En este sentido, Piñera escribió que era “tan realista” que sólo podía experimentar la realidad distorsionándola, pues así la convertía en algo más real y vivo. Subrayo estos términos ya que justo en ello descansa, en toda su extensión, pero también en toda su intensidad, el núcleo de la ficción piñeriana. Si bien el absurdo implica (en cuanto género) la distorsión de determinada racionalidad, nada prueba en cambio que lo que entendemos por "realidad" responda a un orden, a una cierta razón. En efecto, en no pocas ocasiones la vida se le presentó como la más acabada de las obras, al punto que sería mejor, según sus propias palabras, “no intervenir:”
“Al disponerme a relatar la historia de mi familia – cuenta a propósito de Aire Frío – me encontré ante una situación tan absurda que sólo presentándola de modo realista cobraría vida ese absurdo” (...) “me ha bastado presentar la historia de una familia cubana, por sí misma una historia tan absurda que de haber recurrido al absurdo hubiera convertido a mis personajes en gente razonable.”(3)
Se debería, por tanto, situar el vínculo representación / realidad como otra de esas “cuestiones últimas”; pero es justo aquí donde no hay que errar el tiro, toda vez que este vínculo no se produce ad límite, sino como resultado de un simulacro constante: pequeños ciclos que ubican la tragedia (su grandiosidad) en el desfondamiento de una opereta.

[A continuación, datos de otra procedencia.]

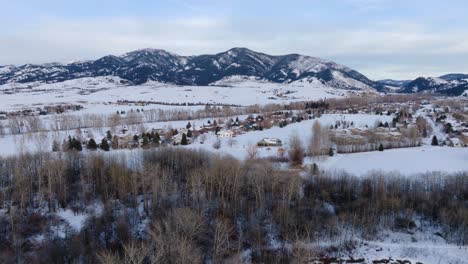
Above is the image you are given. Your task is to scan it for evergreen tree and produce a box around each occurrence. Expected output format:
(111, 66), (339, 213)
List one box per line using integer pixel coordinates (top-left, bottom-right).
(133, 134), (139, 141)
(106, 130), (112, 140)
(67, 136), (82, 151)
(52, 140), (60, 152)
(328, 147), (334, 157)
(445, 123), (453, 134)
(101, 138), (110, 151)
(87, 138), (98, 150)
(142, 136), (149, 148)
(311, 163), (319, 176)
(75, 139), (83, 151)
(431, 136), (439, 146)
(154, 132), (161, 145)
(379, 144), (384, 151)
(186, 122), (192, 129)
(67, 136), (73, 151)
(187, 129), (193, 138)
(181, 133), (188, 145)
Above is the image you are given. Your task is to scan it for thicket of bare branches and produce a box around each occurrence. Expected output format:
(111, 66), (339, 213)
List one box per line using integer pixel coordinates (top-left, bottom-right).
(0, 147), (466, 263)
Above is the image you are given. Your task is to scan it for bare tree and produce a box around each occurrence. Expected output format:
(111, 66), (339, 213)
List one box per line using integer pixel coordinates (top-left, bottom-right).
(246, 144), (258, 160)
(288, 133), (305, 166)
(212, 218), (234, 262)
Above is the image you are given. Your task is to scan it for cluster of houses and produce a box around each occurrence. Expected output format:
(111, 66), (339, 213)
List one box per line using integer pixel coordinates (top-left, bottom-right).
(72, 98), (466, 154)
(0, 104), (83, 119)
(429, 109), (468, 147)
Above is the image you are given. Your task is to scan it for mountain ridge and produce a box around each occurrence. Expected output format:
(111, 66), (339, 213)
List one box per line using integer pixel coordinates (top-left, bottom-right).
(378, 74), (468, 96)
(0, 47), (384, 92)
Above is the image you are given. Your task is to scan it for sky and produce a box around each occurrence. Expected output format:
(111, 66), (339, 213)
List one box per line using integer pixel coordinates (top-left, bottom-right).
(1, 0), (468, 80)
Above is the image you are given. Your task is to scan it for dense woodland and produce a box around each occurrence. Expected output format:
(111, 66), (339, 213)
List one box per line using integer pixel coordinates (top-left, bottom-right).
(0, 148), (466, 263)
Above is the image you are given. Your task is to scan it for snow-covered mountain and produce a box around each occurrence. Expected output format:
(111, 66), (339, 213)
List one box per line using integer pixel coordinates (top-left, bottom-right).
(377, 79), (411, 88)
(439, 73), (468, 81)
(0, 48), (384, 92)
(400, 76), (468, 96)
(377, 74), (468, 96)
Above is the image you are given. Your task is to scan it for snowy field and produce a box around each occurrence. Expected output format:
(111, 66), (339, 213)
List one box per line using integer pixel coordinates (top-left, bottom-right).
(302, 226), (468, 264)
(0, 76), (349, 112)
(314, 145), (468, 176)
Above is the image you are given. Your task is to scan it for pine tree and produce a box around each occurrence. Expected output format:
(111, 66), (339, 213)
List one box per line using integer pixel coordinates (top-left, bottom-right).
(74, 139), (82, 151)
(101, 138), (110, 151)
(328, 147), (334, 157)
(379, 144), (384, 151)
(181, 133), (188, 145)
(67, 136), (73, 151)
(431, 136), (438, 146)
(106, 131), (112, 140)
(311, 163), (319, 176)
(142, 136), (149, 148)
(186, 122), (192, 129)
(154, 132), (161, 145)
(87, 138), (97, 150)
(187, 129), (193, 138)
(52, 140), (60, 152)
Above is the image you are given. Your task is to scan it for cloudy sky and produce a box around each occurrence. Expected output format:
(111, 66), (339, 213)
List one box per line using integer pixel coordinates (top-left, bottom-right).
(1, 0), (467, 80)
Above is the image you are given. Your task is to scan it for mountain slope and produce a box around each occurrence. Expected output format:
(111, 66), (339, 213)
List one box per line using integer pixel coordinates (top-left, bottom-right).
(400, 76), (468, 96)
(0, 48), (384, 92)
(377, 79), (411, 88)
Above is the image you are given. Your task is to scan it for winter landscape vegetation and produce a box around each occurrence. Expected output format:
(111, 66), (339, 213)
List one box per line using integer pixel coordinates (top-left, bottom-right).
(1, 1), (468, 264)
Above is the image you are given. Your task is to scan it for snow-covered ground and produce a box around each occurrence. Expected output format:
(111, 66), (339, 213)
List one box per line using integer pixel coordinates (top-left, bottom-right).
(0, 76), (352, 112)
(298, 226), (468, 264)
(315, 145), (468, 176)
(184, 113), (390, 154)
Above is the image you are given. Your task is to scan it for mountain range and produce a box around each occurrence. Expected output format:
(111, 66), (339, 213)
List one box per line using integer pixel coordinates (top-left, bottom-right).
(378, 74), (468, 96)
(0, 48), (383, 91)
(0, 48), (466, 96)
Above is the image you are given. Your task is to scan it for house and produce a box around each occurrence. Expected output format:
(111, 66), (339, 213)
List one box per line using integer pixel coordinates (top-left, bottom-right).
(218, 130), (235, 138)
(115, 134), (138, 149)
(257, 138), (282, 147)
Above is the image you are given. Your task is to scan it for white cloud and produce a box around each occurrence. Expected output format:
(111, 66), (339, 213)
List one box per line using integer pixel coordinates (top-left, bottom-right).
(1, 16), (467, 79)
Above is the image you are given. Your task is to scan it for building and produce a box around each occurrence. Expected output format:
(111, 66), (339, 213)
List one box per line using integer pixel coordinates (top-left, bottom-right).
(218, 130), (235, 138)
(257, 138), (282, 147)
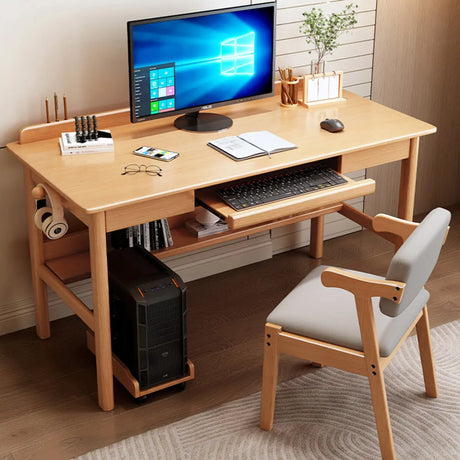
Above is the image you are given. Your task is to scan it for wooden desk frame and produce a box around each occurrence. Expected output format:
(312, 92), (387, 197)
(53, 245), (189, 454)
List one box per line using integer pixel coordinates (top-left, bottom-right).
(8, 92), (435, 410)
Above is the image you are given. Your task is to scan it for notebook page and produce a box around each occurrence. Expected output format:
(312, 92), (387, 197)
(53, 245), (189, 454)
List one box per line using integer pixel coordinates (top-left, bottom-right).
(209, 136), (265, 159)
(238, 131), (296, 153)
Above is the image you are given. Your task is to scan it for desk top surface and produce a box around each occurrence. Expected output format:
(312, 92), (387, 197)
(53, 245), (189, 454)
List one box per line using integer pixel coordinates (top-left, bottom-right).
(8, 91), (435, 214)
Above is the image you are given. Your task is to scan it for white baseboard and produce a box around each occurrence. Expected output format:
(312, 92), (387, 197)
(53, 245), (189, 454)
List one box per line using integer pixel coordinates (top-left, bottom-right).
(0, 279), (93, 336)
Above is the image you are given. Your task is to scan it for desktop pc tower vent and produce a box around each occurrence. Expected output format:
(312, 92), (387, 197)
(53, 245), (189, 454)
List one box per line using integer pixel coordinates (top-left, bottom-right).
(108, 247), (187, 391)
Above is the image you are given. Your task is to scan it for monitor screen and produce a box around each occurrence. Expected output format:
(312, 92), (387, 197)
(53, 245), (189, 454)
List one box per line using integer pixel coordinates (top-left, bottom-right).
(128, 3), (276, 132)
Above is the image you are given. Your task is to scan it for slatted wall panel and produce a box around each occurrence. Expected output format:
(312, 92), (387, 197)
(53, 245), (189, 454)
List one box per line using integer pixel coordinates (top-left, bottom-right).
(275, 0), (376, 97)
(270, 0), (376, 252)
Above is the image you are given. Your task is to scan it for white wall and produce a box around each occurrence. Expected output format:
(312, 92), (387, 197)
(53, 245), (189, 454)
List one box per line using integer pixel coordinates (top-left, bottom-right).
(0, 0), (250, 145)
(0, 0), (376, 335)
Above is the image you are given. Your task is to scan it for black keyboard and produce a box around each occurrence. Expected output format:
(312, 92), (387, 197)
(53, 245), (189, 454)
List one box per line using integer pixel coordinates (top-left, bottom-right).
(216, 165), (347, 211)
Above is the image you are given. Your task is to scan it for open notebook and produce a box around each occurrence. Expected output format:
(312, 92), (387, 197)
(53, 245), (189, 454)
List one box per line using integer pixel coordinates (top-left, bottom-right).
(208, 130), (297, 161)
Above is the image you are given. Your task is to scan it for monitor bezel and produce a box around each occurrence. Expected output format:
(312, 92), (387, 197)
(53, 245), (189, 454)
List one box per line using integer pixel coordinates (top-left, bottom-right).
(127, 2), (276, 126)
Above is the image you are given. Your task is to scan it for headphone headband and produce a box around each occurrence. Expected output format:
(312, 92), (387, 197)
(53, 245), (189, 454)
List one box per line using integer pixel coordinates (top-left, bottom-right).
(37, 184), (64, 221)
(34, 184), (68, 239)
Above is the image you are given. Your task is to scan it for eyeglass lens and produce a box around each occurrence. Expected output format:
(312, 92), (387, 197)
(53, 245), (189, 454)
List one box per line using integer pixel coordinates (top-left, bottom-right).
(122, 164), (162, 176)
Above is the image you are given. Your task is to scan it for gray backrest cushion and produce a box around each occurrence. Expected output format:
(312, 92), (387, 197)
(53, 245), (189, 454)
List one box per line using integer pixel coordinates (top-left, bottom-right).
(380, 208), (451, 317)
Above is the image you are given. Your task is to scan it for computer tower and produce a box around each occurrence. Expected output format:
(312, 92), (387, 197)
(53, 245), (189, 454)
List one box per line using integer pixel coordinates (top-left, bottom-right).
(107, 246), (187, 391)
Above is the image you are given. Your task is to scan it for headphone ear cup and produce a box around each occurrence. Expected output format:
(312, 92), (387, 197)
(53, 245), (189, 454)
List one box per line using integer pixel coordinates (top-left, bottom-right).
(34, 207), (53, 230)
(42, 214), (69, 240)
(34, 184), (69, 239)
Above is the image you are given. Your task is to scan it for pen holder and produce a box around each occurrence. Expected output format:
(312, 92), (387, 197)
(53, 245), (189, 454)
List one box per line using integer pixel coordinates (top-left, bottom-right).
(280, 78), (299, 107)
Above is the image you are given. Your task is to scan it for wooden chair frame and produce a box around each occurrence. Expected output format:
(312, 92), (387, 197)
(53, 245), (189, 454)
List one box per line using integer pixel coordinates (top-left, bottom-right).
(260, 214), (444, 460)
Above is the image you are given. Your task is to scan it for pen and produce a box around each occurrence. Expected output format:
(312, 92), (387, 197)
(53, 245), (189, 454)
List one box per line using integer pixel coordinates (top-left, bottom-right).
(267, 151), (272, 159)
(92, 115), (98, 140)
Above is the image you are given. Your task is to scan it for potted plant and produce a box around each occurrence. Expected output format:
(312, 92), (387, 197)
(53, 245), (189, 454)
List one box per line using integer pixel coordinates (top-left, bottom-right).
(299, 3), (358, 75)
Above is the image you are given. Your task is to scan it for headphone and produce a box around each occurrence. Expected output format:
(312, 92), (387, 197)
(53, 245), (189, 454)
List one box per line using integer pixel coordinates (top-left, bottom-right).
(33, 184), (68, 239)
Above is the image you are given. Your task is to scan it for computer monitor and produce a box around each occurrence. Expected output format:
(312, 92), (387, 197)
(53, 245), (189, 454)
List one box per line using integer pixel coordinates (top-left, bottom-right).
(127, 3), (276, 132)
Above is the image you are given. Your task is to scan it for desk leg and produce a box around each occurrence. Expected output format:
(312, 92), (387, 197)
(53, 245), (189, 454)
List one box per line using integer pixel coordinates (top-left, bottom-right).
(309, 215), (324, 259)
(89, 212), (114, 411)
(398, 137), (419, 221)
(23, 168), (50, 339)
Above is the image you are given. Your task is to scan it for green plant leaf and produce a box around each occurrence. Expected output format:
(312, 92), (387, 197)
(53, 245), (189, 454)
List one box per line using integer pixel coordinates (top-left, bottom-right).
(299, 3), (358, 64)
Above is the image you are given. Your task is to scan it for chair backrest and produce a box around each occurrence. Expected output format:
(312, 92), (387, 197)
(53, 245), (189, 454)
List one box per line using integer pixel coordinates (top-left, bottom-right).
(380, 207), (451, 317)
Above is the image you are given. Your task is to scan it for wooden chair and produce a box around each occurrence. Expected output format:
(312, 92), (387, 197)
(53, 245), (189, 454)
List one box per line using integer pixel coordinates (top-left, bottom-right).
(260, 208), (451, 460)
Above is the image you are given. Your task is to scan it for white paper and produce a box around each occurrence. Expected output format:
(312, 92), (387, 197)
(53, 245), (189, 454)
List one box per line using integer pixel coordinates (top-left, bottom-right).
(209, 136), (265, 159)
(238, 131), (297, 153)
(318, 76), (329, 100)
(307, 78), (319, 102)
(328, 74), (340, 99)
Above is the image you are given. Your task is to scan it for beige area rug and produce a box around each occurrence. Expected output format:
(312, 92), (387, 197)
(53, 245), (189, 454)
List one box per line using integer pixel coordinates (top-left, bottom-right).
(78, 320), (460, 459)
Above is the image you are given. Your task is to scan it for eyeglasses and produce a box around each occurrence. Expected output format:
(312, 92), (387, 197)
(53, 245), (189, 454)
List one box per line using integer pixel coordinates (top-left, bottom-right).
(121, 164), (162, 176)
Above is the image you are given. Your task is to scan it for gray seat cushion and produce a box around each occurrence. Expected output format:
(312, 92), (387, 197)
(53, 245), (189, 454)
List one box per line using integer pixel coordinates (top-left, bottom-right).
(267, 265), (429, 357)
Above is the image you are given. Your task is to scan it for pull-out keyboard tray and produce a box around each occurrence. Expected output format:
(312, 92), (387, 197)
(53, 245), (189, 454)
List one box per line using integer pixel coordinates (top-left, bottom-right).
(196, 167), (375, 231)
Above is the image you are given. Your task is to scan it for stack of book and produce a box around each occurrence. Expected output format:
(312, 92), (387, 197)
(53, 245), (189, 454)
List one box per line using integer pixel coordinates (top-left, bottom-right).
(59, 130), (114, 155)
(185, 219), (229, 237)
(111, 218), (173, 251)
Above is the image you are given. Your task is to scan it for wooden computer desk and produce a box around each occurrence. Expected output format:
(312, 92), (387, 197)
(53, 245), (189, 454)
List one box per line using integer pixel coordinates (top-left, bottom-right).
(7, 90), (435, 411)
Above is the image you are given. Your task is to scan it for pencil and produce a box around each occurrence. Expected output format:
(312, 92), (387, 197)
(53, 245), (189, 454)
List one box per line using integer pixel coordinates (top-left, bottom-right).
(45, 98), (50, 123)
(54, 92), (59, 121)
(63, 94), (68, 120)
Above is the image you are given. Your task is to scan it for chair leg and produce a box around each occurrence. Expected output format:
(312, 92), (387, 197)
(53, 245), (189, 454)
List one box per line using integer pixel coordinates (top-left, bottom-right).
(368, 369), (396, 460)
(415, 305), (438, 398)
(260, 323), (281, 431)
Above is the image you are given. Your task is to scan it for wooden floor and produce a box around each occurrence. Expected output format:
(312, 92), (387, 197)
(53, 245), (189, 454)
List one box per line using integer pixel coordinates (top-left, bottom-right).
(1, 205), (459, 460)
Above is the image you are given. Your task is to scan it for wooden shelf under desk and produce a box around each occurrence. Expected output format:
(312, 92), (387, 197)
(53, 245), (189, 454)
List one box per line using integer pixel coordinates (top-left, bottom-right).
(44, 201), (355, 283)
(43, 170), (375, 284)
(156, 201), (346, 258)
(46, 251), (92, 284)
(44, 228), (91, 283)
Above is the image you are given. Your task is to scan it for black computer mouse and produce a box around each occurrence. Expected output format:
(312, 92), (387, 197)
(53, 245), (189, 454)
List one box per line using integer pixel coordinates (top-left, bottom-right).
(320, 118), (344, 133)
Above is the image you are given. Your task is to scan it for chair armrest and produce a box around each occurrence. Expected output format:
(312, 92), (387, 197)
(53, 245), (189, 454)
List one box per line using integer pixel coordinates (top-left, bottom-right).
(321, 267), (406, 302)
(373, 213), (450, 247)
(372, 214), (418, 246)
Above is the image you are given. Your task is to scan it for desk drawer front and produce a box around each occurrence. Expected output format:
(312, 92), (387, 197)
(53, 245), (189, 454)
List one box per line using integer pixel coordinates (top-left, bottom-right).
(105, 191), (195, 232)
(339, 140), (410, 173)
(197, 177), (375, 231)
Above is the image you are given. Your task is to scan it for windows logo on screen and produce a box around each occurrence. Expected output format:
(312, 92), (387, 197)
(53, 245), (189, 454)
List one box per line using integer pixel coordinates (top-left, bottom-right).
(220, 31), (255, 76)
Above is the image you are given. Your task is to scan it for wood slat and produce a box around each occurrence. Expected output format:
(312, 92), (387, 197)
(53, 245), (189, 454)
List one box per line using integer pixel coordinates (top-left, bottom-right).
(278, 332), (367, 376)
(38, 264), (94, 330)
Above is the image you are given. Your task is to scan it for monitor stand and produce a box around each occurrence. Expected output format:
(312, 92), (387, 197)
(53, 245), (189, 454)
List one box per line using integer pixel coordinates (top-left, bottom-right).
(174, 111), (233, 132)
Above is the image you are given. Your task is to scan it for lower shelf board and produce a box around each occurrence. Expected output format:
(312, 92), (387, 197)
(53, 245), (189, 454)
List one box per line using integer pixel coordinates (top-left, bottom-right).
(44, 203), (347, 283)
(86, 330), (195, 399)
(46, 251), (91, 284)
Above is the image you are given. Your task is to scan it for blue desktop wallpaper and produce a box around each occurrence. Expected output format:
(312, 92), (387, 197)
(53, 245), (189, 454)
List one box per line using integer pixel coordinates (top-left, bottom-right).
(131, 7), (274, 112)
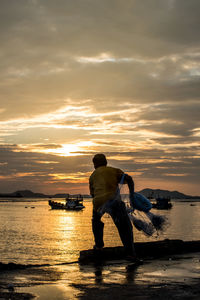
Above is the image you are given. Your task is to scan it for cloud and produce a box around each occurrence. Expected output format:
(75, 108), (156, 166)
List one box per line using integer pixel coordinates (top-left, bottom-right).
(0, 144), (93, 192)
(0, 1), (200, 118)
(0, 0), (199, 195)
(0, 142), (199, 195)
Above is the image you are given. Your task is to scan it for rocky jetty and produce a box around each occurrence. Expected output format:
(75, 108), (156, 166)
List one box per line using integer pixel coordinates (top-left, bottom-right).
(79, 239), (200, 264)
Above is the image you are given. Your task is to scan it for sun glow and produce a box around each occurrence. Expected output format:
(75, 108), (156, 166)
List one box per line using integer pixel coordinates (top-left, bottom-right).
(51, 172), (90, 183)
(21, 141), (95, 157)
(45, 144), (81, 156)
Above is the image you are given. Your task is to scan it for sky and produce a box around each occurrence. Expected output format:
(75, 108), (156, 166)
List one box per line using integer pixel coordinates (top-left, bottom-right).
(0, 0), (200, 196)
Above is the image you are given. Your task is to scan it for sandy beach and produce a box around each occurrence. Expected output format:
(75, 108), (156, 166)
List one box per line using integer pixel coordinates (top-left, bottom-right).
(0, 251), (200, 299)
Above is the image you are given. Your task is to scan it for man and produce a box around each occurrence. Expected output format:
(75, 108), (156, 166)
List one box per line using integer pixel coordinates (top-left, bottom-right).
(89, 153), (136, 260)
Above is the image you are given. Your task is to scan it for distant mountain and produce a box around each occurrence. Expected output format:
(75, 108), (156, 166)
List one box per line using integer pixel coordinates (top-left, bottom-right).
(0, 189), (199, 199)
(139, 188), (200, 199)
(0, 190), (48, 198)
(0, 190), (91, 198)
(14, 190), (48, 198)
(53, 193), (70, 198)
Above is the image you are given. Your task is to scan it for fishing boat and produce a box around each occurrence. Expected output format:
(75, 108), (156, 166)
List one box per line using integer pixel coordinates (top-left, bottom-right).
(48, 194), (85, 211)
(152, 197), (172, 209)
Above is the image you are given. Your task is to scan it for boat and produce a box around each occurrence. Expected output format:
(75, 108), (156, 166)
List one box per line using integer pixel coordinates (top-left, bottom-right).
(152, 197), (172, 209)
(49, 194), (85, 211)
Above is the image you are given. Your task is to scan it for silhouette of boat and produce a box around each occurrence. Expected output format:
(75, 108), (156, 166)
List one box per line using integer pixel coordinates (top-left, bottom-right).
(152, 197), (172, 209)
(49, 194), (85, 211)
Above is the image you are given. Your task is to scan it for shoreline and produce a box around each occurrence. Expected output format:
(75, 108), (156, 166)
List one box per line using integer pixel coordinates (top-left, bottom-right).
(1, 250), (200, 299)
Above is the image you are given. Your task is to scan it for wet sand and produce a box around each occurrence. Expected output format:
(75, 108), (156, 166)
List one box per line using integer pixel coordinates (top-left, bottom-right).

De ahí que el voto por lo más real y vivo venga a significar: vivo como fantasma y real como esas marionetas que suspenden toda resolución humana o vital.
No se trata, en exclusión, del rango del que dota a sus personajes, a sus figuras poéticas, incluso a su propia auto-observación; está en juego – también – un entorno que accede a la escritura en tanto “carga” pero que, como señala el propio Piñera en su ensayo El secreto de Kafka (1945), ya ha sido sutilmente descolocado, es decir, restablecido en su radical extrañeza. Entre ambos polos no habría, pues, más brecha que la propiamente ficcional.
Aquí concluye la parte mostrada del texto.